Menurut Farid, pihak terlapor seharusnya membuktikan dengan menyampaikan keterangan yang dikuatkan oleh saksi yang dihadirkan pelapor. Padahal jika pelapor hadir, keterangan yang disampaikan bisa menjadi petunjuk yang bisa menjadi pembahasan Gakkumdu dari kejaksaan dan kepolisian.

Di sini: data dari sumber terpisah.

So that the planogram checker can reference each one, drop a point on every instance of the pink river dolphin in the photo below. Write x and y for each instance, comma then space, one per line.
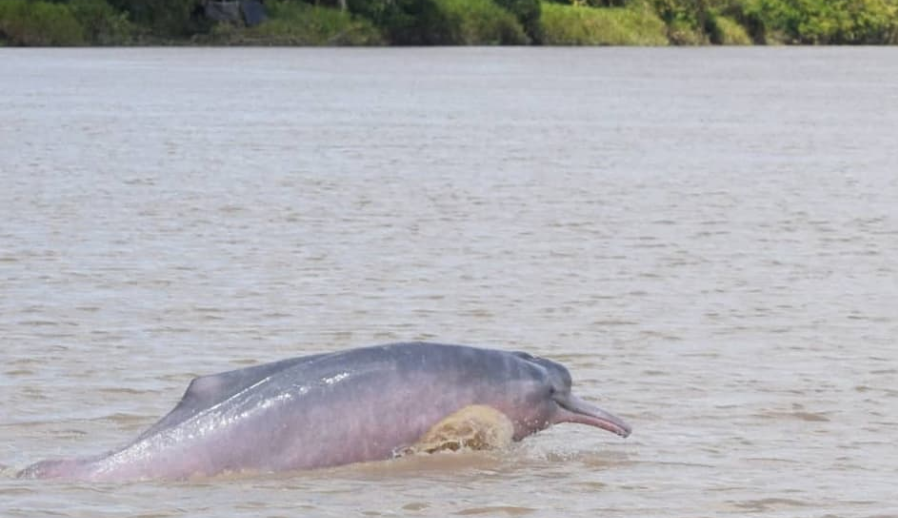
338, 408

“Namun karena tidak hadir, maka tidak ada sesuatu yang digali untuk disesuaikan dengan alat bukti yang ada. Dengan demikian laporan dugaan pelanggaran tindak pidana pemilu tidak bisa ditindaklanjuti ke penyidikan. Kita juga sudah lakukan rapat pleno bahwa laporan tidak dapat ditindaklanjuti atau diteruskan ke penyidikan,” pungkasnya.
Untuk diketahui, sebelumnya beredar rekaman viral berisi dugaan penggalangan massa untuk memenangkan calon legislatif tertentu disertai ancaman pencopotan bantuan sosial.
Rekaman yang diduga dilakukan oleh oknum kepala desa di wilayah Kecamatan Karangan itu viral hingga memantik reaksi banyak pihak. Namun sayangnya kasus itu berakhir diluar dugaan, karena harus terhenti di tengah jalan.